When you look at it that way, does it seem like such a great deal?
Along with the higher prices, there is the risk of repossession. If a buyer misses a payment, then the company can take the item back. Depending on the precise terms, you might not have a lot of warning either.
Now, this risk is the same as any other formed of secured credit. For example, if you default on a car loan, the car can be repossessed too. The same can be said for homes and various other big-ticket items traditionally bought on credit.
The Financial Conduct Authority began regulating the rent-to-own industry in April 2014. They have helped control the activities of those operating in the arena, and prevent less scrupulous companies from operating in the market.
However, even those following the new guidelines aren’t offering a good deal. Their services target more vulnerable populations with limited financial options. Potential buyers are enticed by the ability to acquire new items, including some of the latest tech, at what appears to be a manageable cost.

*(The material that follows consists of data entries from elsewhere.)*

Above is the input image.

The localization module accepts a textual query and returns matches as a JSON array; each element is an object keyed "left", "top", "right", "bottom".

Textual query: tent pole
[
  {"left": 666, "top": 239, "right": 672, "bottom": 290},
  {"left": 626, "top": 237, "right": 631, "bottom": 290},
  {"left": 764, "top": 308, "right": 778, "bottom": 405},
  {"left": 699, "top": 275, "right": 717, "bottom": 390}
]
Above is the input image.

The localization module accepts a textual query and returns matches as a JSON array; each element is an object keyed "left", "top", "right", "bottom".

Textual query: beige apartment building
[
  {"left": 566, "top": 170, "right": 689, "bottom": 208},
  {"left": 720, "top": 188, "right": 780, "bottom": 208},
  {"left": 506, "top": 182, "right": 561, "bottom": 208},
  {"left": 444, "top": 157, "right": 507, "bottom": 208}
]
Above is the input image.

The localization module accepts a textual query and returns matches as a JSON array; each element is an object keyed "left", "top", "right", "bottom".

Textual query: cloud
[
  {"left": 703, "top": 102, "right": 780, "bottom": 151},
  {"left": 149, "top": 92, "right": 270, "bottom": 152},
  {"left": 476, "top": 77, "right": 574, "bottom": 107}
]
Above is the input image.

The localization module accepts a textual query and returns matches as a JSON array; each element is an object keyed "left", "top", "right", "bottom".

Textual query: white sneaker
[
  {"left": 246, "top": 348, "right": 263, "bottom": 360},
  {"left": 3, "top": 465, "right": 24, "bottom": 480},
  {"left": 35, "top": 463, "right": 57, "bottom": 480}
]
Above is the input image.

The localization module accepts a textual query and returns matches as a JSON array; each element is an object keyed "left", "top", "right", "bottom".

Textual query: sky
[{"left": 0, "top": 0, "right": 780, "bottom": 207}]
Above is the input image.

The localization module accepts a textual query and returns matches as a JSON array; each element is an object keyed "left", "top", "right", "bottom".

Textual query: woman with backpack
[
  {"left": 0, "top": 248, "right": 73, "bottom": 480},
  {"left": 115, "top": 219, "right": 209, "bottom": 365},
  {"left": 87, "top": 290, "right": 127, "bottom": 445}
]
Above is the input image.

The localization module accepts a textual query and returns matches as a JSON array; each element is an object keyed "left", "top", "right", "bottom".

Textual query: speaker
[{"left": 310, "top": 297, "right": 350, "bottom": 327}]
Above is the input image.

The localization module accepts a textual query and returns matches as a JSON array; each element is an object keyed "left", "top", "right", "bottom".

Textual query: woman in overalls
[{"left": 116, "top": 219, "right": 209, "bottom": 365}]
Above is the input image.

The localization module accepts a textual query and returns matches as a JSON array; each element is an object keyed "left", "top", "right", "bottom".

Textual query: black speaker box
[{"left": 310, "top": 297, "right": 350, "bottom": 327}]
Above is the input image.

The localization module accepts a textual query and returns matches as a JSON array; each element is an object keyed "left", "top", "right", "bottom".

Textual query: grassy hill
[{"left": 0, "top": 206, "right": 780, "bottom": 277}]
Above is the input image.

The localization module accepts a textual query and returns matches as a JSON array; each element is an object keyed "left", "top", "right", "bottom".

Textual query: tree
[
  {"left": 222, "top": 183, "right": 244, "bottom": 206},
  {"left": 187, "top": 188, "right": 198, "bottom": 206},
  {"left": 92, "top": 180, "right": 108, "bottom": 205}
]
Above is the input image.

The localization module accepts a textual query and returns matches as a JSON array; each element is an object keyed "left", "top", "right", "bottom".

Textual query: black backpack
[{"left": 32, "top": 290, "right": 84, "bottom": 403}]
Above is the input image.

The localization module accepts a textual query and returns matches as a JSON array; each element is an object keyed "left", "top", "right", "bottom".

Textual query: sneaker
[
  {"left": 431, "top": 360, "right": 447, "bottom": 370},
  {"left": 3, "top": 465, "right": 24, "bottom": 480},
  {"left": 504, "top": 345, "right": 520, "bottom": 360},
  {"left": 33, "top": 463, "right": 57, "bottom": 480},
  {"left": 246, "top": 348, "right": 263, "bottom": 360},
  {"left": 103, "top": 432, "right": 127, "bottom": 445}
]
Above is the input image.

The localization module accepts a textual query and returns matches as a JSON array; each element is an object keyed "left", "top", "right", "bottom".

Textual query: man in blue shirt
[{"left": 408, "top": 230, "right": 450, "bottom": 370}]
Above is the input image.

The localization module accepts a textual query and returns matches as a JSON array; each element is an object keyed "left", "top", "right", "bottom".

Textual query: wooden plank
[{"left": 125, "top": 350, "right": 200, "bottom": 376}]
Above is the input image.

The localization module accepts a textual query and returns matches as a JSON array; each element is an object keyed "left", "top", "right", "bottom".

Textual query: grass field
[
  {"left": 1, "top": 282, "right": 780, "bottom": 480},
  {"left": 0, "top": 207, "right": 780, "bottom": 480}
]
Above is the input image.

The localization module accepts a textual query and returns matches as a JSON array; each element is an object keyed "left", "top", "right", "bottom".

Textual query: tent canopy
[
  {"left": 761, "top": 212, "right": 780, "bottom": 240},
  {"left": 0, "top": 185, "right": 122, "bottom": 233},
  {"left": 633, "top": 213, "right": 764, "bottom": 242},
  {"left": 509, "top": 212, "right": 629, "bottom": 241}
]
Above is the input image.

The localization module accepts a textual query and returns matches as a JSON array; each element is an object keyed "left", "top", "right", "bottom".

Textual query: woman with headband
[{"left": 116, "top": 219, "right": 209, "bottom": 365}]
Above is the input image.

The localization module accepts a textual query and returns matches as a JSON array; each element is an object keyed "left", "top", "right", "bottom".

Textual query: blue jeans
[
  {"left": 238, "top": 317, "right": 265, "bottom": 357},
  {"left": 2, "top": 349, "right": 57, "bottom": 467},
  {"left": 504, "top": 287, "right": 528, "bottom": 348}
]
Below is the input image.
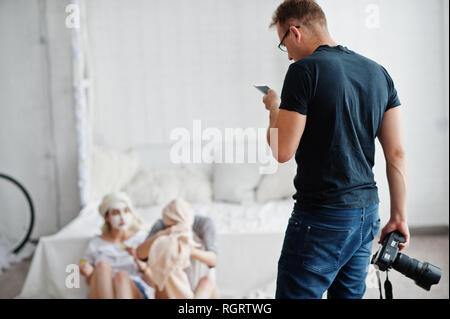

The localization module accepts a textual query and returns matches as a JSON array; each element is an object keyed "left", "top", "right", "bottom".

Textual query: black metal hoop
[{"left": 0, "top": 173, "right": 34, "bottom": 254}]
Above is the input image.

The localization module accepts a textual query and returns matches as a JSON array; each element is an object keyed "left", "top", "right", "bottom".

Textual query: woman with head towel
[{"left": 134, "top": 199, "right": 219, "bottom": 299}]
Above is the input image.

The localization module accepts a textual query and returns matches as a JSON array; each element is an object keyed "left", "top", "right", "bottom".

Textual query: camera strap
[
  {"left": 376, "top": 269, "right": 383, "bottom": 299},
  {"left": 384, "top": 270, "right": 393, "bottom": 299},
  {"left": 376, "top": 269, "right": 393, "bottom": 299}
]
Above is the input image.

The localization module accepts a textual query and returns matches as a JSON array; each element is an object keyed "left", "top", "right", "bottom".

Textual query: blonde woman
[{"left": 80, "top": 192, "right": 154, "bottom": 299}]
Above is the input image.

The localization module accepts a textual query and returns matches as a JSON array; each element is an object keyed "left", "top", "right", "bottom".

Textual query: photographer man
[{"left": 263, "top": 0, "right": 409, "bottom": 298}]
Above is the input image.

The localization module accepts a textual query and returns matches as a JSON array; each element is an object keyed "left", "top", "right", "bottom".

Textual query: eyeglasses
[{"left": 278, "top": 25, "right": 300, "bottom": 52}]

At one point, as reported by The Guardian, it was estimated that 10 percent of purchasers using these services had a repossession. So, while the costs may initially seem affordable, they can quickly get out of hand.
Many rent-to-own companies advertise the ability to return items, should be payments become unaffordable, as a benefit. But, if you return the item, you still forfeit all of the previous payments. So, you may have spent enough money to have purchased the item from a traditional retailer, but you have nothing to show for it.
If you ever feel tempted by rent-to-own promises, look at the total amount you’ll pay buying the item there. Instead of going that route, consider putting the same amount of money aside as you would for the weekly payment. Then, you can buy the item outright in half the time. And, if you hit a tough financial spot, you won’t have to give anything back or sacrifice your credit.
Yes, it requires patience, but your financial future is worth it.